Thursday, September 27, 2007

Rhubarb: Tamarind of the Temperate World

Rhubarb is a wonderful plant, especially because it thrives even in harsh northern locations like here. If you live in Canada and can't grow rhubarb, I would say that you might have a problem!

Until a few years ago, I believed that everybody knew about rhubarb. Alas, this was untrue. We know two South African families that moved to La Ronge and got to discover rhubarb as a novel plant. We warned them about not eating the leaves, though this seemed to result in unnecessary paranoia. They wondered at the wisdom of eating only selective parts of "poisonous plants". The other family had a problem with young hoodlums grabbing the leaves off the rhubarb, playing with them, and littering the neighbourhood with them. That family ripped all the stalks and leaves off their plant, thinking they killed it. But no, the rhubarb lived on. It takes more than that to kill a rhubarb.

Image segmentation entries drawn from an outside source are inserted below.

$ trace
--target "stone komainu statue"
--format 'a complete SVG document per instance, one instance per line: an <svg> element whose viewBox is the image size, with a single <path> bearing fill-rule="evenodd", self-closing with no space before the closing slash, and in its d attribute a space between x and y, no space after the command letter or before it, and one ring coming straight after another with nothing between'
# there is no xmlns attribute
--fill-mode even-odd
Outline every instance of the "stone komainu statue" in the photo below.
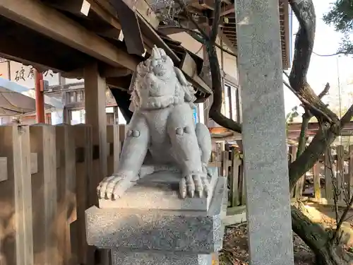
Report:
<svg viewBox="0 0 353 265"><path fill-rule="evenodd" d="M176 166L183 198L208 196L210 136L204 124L195 124L195 91L181 71L155 46L150 57L137 66L130 91L133 114L119 170L100 184L99 196L120 197L136 183L143 164Z"/></svg>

My rhubarb cookbook - with an introduction by the late
Canadian gardener, Lois Hole.

But back to my title. Have you tried tamarind? It is a sticky brown substance scraped out of pods of the tamarind plant and used to bring tang to such condiments as HP sauce and worcestershire sauce. I imagine the adventuresome British developed a fondness for this sour foodstuff while living in India. It is very very sour (like rhubarb) and needs sugar to sweeten it for candies or drinks, but can also be used to add a tart tang to savoury dishes. It is especially good with fish and I love tamarind chutney on East Indian dishes, especially samosas. The first time I tried tamarind chutney, I became nearly obsessed with finding out what this was and how I could make some myself! My tropical friends all knew about tamarind, of course, but I think it will take some more time and convince them about rhubarb.
Recipe for tamarind chutney:

2 Tbsp tamarind paste (can buy this from Asian grocery, or in
my case, off ebay)

5 Tbsp water

1 tsp chili powder

1/2 tsp ground ginger

1/4 tsp salt

1 tsp sugar

finely chopped cilantro leaves, to garnish
1. Place tamarind past in a large bowl. Gradually add the water, gently whisking with a fork to make a smooth, runny paste.

2. Add the chili powder and ginger to the mixture and blend. Add the salt and sugar and mix well.

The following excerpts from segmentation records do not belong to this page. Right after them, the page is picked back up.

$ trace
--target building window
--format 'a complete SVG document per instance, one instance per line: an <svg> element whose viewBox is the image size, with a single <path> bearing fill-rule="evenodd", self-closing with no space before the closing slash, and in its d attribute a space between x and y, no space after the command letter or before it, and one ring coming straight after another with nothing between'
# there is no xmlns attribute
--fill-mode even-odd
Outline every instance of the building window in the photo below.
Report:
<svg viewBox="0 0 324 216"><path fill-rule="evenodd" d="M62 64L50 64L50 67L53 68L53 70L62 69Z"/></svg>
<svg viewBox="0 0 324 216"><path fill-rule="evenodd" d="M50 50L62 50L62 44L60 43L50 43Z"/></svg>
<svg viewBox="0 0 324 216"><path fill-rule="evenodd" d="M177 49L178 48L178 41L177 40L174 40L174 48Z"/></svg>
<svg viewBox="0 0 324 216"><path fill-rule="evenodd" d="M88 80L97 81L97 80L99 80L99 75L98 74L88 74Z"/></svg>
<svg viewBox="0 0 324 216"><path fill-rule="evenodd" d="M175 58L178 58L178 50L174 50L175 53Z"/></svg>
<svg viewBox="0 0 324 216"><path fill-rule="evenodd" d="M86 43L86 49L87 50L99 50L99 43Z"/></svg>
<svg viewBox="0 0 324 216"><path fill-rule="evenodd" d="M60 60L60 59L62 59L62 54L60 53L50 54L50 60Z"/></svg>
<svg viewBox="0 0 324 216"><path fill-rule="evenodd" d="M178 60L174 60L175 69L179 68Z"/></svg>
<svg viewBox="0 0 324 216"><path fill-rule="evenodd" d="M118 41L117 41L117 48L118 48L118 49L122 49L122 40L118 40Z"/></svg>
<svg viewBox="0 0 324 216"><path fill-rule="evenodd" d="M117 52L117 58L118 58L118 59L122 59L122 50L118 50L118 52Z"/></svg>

3. Transfer the chutney to a serving dish, garnish with chopped fresh cilantro, and serve.

Note: It has a consistency thinner than most gravies and is quite spicy and tangy, but leaves you wanting more!


Gina said...

I love love love the Rhubarb plants! My girlfriend has one and it is HUGE! I've only tasted Rhubarb pie once but I'd love to grow this just because of the big pretty leaves. I just don't have the space for it. I may pick this book up for my friend.

Christa said...

We have a large population of Salvadorans in our area and their restaurants usually offer a tamarind drink, which I love. I am curious to know what the plant looks like. I've never seen one.

Gardenista said...

That's a good point Christa, I have no idea what tamarind looks like, other than that I think it is a tree! My mother-in-law makes a nice rhubarb juice -- I can't imagine rhubarb juice is very well known anywhere else in the world!